The Tshwane International Trade and Infrastructure Investment Conference (Now known as Tshwane International Investment Lekgotla, TIIL) is a bi-annual, multi stakeholder gathering which aims to bring together policy makers, business and civil society to promote the City of Tshwane as a preferred destination for trade and investment, both domestically and internationally.
TITIIC 2016 takes place against the background of a global slow down in the world economy and increasing pressures for countries and City Regions to ensure economic growth and development, in the interest of their citizens hence in addition to serving as a platform to showcase to investors the investment and trade opportunities around the City and Province, the Conference and Exhibition will also explore solutions to addressing some of the challenges faced by government and business in ensuring sustainable and inclusive growth.
The Conference and Exhibition will give both policy makers and business the opportunity to collectively pursue win-win solutions to attracting inward investment, growing trade, building the infrastructure required to drive a faster rate of economic growth and ensuring sustainable livelihoods for citizens.
Over 300 delegates representing leaders of business and government from the key economic sectors will be attendance. Senior representatives from government institutions at a national and local level, businesses and captains of industry operating in the key sectors, national and local business associations, academics and economic experts and civil society representing the key sectors of our economy will be in attendance. A selection of local and international experts will share their knowledge and debate issues at the conference.

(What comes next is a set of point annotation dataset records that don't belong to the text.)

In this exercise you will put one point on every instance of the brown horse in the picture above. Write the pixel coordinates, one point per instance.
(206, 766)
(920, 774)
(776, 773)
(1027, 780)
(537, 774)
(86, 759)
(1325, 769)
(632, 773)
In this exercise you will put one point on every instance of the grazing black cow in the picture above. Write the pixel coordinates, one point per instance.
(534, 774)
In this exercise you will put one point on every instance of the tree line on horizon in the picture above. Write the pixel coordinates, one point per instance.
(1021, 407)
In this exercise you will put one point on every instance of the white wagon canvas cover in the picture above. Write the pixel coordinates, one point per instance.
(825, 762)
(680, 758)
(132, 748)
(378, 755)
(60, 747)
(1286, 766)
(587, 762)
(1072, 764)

We will also be hosting s selection of potential investors interested in opportunities in the key sectors.
The City of Tshwane is a large, sprawling metropolis – its 6 368km² spread makes it the third-largest city in the world after New York and Tokyo. Despite its size, Tshwane has a warm and welcoming presence. Tshwane is the original name of the area.

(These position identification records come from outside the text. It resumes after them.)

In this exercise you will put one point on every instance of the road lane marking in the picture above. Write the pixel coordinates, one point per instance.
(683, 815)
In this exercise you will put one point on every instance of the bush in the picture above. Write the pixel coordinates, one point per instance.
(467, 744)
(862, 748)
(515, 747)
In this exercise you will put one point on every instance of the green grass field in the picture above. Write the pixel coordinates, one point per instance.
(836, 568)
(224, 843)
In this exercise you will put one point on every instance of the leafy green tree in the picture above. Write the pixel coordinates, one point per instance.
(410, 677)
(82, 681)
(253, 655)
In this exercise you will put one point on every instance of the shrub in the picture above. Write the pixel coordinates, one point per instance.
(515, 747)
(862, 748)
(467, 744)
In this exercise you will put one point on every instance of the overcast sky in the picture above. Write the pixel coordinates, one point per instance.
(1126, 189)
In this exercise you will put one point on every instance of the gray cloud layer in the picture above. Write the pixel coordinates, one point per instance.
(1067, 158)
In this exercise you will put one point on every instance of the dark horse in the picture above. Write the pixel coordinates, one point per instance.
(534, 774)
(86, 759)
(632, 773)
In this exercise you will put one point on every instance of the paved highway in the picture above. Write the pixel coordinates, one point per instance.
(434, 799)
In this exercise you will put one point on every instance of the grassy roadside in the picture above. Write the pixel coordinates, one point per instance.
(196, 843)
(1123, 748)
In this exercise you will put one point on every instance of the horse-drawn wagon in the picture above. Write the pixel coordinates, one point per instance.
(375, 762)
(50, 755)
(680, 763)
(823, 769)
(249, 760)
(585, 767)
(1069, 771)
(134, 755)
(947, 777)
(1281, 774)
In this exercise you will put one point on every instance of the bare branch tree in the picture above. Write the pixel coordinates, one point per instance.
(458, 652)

With a population of more than 2.5-million, the City of Tshwane is made up of multiple towns and suburbs, as well as large tracts of rural areas - from the CBDs of Pretoria, Centurion and Akasia, to the townships of Soshanguve, Mamelodi, Mabopane, Atteridgeville, Ga-Rankuwa; the outlying districts of Winterveld, Hammanskraal, Temba and Pienaarsrivier - to the rural areas of the Crocodile River, Cullinan and Bronkhorstspruit, Tshwane is indeed a sprawling metropolis.
Tshwane’s history is tied to that of South Africa: it was the centre of the apartheid government and the focus of the struggle against oppression. Now it is the seat of the country’s democratic government. Tshwane is also home to the Union Buildings that all South Africa’s presidents take their oath of office in. The Union Buildings were designed by Sir Herbert Baker as a symbolic representation of the Union of South Africa of 1910.
The mid 1800s saw new arrivals to the area as Voortrekkers, descendants from Dutch, German and French settlers, moved out of the British-governed Cape colony in search of place of their own. They settled in the region and, in 1855, Pretoria was founded by Voortrekker leader Marthinus Pretorius. It became the capital of the South African Republic from 1860. In 1961 South Africa became a Republic, with Pretoria as the capital.